U.S. Lacrosse produced a short video titled “Spirit of the Stick,” which was part of a video series that took a deeper look at the roots of the ceremonious game which is now played at all levels across the continent.

“It’s really not a sport. The competition is fierce and so forth, but you couldn’t call it a sport. It’s much more than that,” said National Lacrosse Hall of Famer Oren Lyons, who was interviewed in the video.

One of the things stickball was used for in the Native American culture was to toughen up young boys and turn them into warriors.
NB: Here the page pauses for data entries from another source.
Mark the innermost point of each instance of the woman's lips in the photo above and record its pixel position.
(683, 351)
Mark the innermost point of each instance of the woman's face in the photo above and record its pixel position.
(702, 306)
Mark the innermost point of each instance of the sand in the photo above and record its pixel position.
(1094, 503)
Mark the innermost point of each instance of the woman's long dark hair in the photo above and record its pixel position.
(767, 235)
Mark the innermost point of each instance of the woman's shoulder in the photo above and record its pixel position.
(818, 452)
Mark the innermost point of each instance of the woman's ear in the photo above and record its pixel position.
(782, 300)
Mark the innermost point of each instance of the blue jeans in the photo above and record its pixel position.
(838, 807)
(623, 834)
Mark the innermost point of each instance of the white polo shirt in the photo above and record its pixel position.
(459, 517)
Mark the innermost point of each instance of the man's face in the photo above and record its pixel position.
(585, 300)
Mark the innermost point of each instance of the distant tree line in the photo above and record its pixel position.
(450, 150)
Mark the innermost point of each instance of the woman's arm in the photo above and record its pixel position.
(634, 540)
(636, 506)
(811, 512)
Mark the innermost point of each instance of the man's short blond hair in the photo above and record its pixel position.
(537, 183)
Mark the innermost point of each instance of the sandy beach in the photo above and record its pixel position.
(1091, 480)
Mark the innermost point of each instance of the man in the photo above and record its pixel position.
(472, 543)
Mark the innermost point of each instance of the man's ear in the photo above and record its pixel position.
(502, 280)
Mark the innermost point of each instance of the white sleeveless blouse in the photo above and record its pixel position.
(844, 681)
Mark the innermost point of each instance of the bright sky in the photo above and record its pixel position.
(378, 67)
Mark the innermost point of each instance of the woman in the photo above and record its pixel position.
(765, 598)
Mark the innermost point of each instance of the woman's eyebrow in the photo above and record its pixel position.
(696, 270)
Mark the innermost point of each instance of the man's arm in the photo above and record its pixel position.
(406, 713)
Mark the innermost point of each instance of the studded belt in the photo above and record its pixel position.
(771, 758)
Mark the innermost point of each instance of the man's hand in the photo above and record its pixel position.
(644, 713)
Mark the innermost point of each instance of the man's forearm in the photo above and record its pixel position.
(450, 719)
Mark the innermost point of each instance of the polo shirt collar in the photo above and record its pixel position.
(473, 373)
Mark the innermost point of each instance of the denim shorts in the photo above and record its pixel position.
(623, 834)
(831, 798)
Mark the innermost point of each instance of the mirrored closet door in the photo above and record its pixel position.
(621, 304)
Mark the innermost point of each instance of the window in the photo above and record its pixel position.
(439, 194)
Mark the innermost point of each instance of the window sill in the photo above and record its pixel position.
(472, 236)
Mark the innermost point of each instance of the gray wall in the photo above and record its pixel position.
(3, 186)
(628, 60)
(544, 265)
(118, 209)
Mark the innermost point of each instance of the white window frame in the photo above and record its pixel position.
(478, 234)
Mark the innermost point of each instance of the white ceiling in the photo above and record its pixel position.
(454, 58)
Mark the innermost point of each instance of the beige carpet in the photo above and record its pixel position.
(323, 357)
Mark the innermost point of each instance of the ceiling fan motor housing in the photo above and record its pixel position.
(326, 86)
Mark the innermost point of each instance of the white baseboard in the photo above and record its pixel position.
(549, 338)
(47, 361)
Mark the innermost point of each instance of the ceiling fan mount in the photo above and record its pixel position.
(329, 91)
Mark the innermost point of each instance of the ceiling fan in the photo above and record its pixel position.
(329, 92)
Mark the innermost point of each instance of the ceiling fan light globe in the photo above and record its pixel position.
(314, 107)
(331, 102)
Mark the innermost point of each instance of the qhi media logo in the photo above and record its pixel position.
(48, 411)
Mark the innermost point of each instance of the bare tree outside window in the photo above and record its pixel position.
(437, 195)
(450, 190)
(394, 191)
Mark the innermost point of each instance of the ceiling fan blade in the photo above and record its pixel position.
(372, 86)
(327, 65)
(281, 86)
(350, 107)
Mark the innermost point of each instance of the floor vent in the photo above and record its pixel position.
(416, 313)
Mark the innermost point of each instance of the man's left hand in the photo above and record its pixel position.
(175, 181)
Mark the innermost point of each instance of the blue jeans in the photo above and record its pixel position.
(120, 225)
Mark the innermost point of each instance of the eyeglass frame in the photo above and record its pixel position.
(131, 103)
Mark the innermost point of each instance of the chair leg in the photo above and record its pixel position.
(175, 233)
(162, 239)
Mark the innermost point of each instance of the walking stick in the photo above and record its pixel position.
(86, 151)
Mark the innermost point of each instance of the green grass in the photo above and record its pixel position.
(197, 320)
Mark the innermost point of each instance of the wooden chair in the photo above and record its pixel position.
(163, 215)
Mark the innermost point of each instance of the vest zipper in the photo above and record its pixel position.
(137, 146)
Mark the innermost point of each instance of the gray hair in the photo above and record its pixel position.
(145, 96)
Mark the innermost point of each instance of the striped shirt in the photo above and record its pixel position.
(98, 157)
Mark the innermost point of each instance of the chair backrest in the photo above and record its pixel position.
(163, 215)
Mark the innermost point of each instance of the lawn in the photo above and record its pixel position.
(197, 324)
Haman explained that the roughness of the game often led to people getting injured when they played. It also wasn’t uncommon for participants to die when playing the game. Because of the physicality of stickball, it would also be used to settle arguments that would normally lead to war among Native American tribes.

The playing sticks used in stickball also held a religious value for Native Americans.

“You gotta play with a wooden stick. No tupperware. There’s nothing spiritual about plastic,” laughed Lyons during his video interview.

Lyons continued to explain what the true meaning behind the wooden sticks are. The wood, which is normally hickory, represents all the trees while the netting that is made from dried out hide represents all the animals.

“You make that stick from nature,” said legendary lacrosse stick maker Alf Jacques, who was also interviewed in the video. “That’s a living piece of wood that you make that out of. The energy of that living tree then transfers to the player.”

Haman said that the lacrosse sticks were held with such a value and importance that in some tribes when a man passed away he would be buried with his lacrosse stick. It was believed that when he woke up in the afterlife the first thing he would do would be take his stick and begin playing The Creator’s Game.

According to an article by Jane Claydon titled “Lacrosse Origin and History,” stickball was not witnessed by any Europeans until around the 1630s.

Haman explained that the actual name “lacrosse” did not exist until 1636, when a French missionary named Jean de Brebeuf “compared the shape of the sticks used by players of the game to a bishop’s crozier, which is ‘crosse’ in French.”

It was not until 1834 that lacrosse would pick up popularity as a sport, however.

Claydon explained that in 1834 a group of Caughnawaga Native Americans traveled to Montreal, Canada, to demonstrate the game.

In 1856, a Canadian dentist named Dr. William George Beers founded the Montreal Lacrosse Club and only a decade later, he came up with an adjusted set of rules for the game. Beers also introduced the rubber ball and a newly designed lacrosse stick.

In an article by Thomas Vennum Jr. on titled “The History of Lacrosse,” Vennum explains that once the sport was popularized in Canada other countries began to follow suit.

“Once the game quickly grew in popularity in Canada, it began to be exported throughout the Commonwealth, as non-Native teams traveled to Europe for exhibition matches against Iroquois players. Ironically, because Indians had to charge money in order to travel, they were excluded as ‘professionals’ from international competition for more than a century,” stated Vennum in his article.

In 1890, women began to participate in lacrosse as well.

According to Claydon, the first game of women’s lacrosse ever played happened on March 27 and was at an all girls school in Scotland called St. Leonards School. The headmistress Miss Lumsden had watched a game be played in Canada and when she returned to Scotland decided that it was a “beautiful and graceful” sport that she wanted to introduce to the school.

In 1905 the first women’s lacrosse club, the Southern Ladies’ Club, was founded in England.

Slowly, more and more countries introduced women’s lacrosse and in 1931 the United States founded a women’s lacrosse association as well.

While lacrosse now has changed greatly from the historical game that was first played by the Native Americans, it is still important to not forget about the deep roots the sport has. What is now competition was once ceremony’ however, lacrosse, or stickball, is and will forever be The Creator’s Game at its historical core.